Solar geoengineering


If I’m known for something, it’s for urging research into solar geoengineering, also known as solar radiation modification (SRM), to slow or reverse global warming.  

SRM refers to several possible techniques for reducing climate changes; all involve reflecting a small amount of incoming sunlight away from the earth to offset the global warming and other climate changes caused by accumulating greenhouse gases. Two examples of SRM are using aircraft to add tiny sulfuric acid droplets to the stratosphere, and spraying sea salt into the air to whiten low level clouds.   

My work on SRM started in 1989, when I had the luck to fall in with an interdisciplinary group of graduate students from Harvard and MIT who were at the vanguard of climate science and policy. Then as now, students often lead their professors in finding important new topics. After someone in the group brought up geoengineering, I began a literature review and then met some members of the committee working on a National Academy climate report that included SRM. My early review was eventually published in 1992 co-authored with Hadi Dowlatabadi who had by then recruited me to CMU’s global change research group.  

Over the next two decades, I returned periodically to solar geoengineering in discussions and occasional publications—most notably in 2000 with Geoengineering the Climate: History and Prospect. But for most of the 90’s and early 00’s, my SRM work remained a sideline to my work on atmospheric science and energy decarbonization.  

That began to change in 2009, when I began collaborating with Timo Goeschl and others at the University of Heidelberg, in Germany. That work led to a joint Heidelberg-University of Calgary summer schools on solar geoengineering, held first in Heidelberg and then in Banff and at Oxford. I am proud that these summer schools played a key early role in building an inclusive interdisciplinary research community on SRM.  

I decided to focus on solar geoengineering when I moved from UCalgary to Harvard in 2010. I’d become convinced that the topic deserved serious study—something that would be possible thanks to Harvard’s breadth of earth science and policy expertise. Highlights of my work since then include:  

  • Leading the development of Harvard’s Solar Geoengineering Research Program. We raised more than $20 million, which was used to fund a wide variety of research projects across Harvard under the guidance of an interdisciplinary faculty committee. This was probably the first SRM research program to be approved and managed as a university-wide effort rather than a single professor’s research program.   
  • Working with Doug MacMartin and then with Alan Robock to initiate the Gordon Conference on Climate Engineering. Gordon conferences have been held since 1931 and are often the premier conference in a scientific field. Securing approval from the Gordon organization was a marker of SRM’s gradual emergence as a legitimate sub-field of climate science.   
  • Working with Jim Anderson and then with Frank Keutsch to develop plans and hardware for the Stratospheric Controlled Perturbation Experiment (SCoPEx).

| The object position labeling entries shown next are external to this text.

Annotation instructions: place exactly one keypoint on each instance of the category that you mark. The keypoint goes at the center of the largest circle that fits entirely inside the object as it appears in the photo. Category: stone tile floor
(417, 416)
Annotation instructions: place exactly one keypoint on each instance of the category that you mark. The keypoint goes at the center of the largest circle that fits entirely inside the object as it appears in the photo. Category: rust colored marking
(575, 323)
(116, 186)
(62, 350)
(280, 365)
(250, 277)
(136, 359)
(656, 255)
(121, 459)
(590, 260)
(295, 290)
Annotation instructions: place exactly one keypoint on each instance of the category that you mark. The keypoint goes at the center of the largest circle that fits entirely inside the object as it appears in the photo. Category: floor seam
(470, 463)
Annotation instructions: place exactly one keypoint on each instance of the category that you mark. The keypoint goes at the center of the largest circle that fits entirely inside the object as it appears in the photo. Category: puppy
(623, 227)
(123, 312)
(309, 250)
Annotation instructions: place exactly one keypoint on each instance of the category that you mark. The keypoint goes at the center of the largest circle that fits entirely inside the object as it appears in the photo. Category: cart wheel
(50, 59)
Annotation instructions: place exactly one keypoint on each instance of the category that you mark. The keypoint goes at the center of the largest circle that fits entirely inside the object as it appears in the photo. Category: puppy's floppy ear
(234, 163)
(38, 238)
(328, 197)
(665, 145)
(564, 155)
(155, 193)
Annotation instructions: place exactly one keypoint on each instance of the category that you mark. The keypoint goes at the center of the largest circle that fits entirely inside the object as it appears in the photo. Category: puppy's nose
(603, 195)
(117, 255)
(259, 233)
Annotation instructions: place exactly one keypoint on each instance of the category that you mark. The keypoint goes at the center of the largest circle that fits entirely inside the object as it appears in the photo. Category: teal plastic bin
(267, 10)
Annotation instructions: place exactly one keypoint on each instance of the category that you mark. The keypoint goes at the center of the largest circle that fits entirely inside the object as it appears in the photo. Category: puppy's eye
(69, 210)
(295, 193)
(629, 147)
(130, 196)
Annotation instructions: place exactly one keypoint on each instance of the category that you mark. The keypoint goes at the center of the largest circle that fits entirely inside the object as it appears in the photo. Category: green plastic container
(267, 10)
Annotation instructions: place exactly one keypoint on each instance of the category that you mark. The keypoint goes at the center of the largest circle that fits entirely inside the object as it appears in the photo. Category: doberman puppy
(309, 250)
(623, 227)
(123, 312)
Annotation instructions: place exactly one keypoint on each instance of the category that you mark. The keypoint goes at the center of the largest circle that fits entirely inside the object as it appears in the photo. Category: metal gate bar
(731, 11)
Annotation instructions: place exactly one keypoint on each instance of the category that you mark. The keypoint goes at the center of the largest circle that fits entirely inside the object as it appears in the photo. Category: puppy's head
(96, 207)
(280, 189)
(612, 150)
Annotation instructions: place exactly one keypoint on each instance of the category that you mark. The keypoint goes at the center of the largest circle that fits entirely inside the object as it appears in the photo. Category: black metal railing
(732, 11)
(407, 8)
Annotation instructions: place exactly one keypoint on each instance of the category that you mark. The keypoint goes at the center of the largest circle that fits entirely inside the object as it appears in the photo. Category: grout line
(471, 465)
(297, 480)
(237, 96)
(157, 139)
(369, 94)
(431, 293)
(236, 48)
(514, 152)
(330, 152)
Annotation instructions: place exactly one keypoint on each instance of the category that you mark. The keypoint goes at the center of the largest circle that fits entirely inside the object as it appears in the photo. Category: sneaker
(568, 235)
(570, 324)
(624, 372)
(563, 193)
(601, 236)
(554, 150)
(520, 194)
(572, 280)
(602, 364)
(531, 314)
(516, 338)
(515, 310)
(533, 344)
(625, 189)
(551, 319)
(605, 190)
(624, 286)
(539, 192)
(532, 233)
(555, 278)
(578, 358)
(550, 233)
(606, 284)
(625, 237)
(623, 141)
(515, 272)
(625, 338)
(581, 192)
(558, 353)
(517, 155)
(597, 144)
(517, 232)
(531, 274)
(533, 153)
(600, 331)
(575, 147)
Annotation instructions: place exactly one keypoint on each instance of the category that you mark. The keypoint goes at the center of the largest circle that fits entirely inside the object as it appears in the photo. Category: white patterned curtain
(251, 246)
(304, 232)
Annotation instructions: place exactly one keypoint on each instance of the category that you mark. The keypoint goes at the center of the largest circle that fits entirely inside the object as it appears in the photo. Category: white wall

The work grew out of Jim’s leadership in experimental stratosphere science and my experience as Jim’s Postdoc in the ’90 building stratospheric instruments. The experiment was cancelled in 2024.   
  • Establishing the Climate Systems Engineering initiative at the University of Chicago in 2023. I moved to UChicago because it was the first major research university to commit to hire a substantial number of faculty with the goal of establish climate engineering as a field.